Buch: Das Ende der Neuzeit

Titel: Das Ende der Neuzeit

Stichwort: Religiosität der kommenden Zeit; Gegensatz, Nachahmung: Kirche - Kultur; Abnahme der religiösen Empfänglichkeit; Offenbarung: Person - Kultur; deutsche Klassik (fehlende Wahrheitswurzel)

Kurzinhalt: Die Folge ist, daß auf der einen Seite ein von direkten christlichen Einflüssen abgelöstes autonomes Weltdasein entsteht: auf der anderen Seite eine Christlichkeit, die in eigentümlicherweise diese »Autonomie« nachahmt.

Textausschnitt: 100b Vom Dargelegten her öffnet sich auch die Möglichkeit, etwas über die Religiosität der kommenden Zeit zu sagen - mit all den Vorbehalten, welche die Situation einer solchen Aussage auferlegt. Blicken wir noch einmal zurück. (Fs)

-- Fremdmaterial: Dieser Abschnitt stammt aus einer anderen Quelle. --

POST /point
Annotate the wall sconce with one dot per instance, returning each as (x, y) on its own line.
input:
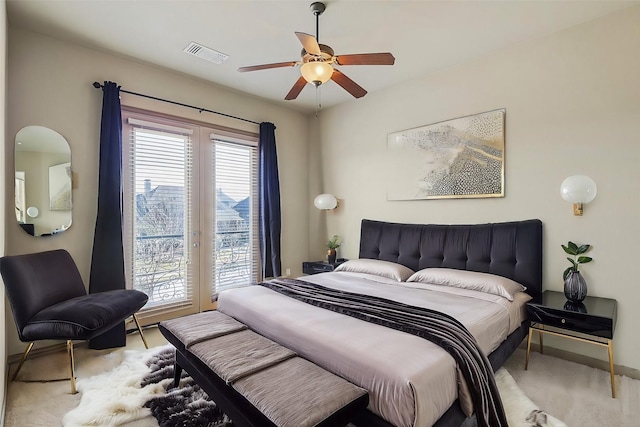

100c Im Mittelalter war das Leben in all seinen Schichtungen und Verzweigungen religiös durchwirkt. Der christliche Glaube bildete die allgemein angenommene Wahrheit. Gesetzgebung, soziale Ordnung, öffentliches wie privates Ethos, philosophisches Denken, künstlerische Arbeit, geschichtlich bewegende Ideen - alles war in irgendeinem Sinne christlich-kirchlich charakterisiert. Damit ist noch nichts über den menschlichen und kulturellen Wert der betreffenden Persönlichkeit oder Leistung gesagt; aber selbst die Weise, wie ein Unrecht geschah, stand noch, unter christlichem Maßstab. Die Kirche war aufs engste mit dem Staat verwachsen; und auch da, wo Kaiser und Papst, Fürst und Bischof auf gespanntem Fuße standen, einander anklagten und unter Verruf setzten, wurde die Kirche als solche nicht in Frage gestellt1. Im Laufe der Neuzeit erfährt der ganze Zustand eine tiefe Veränderung. (Fs)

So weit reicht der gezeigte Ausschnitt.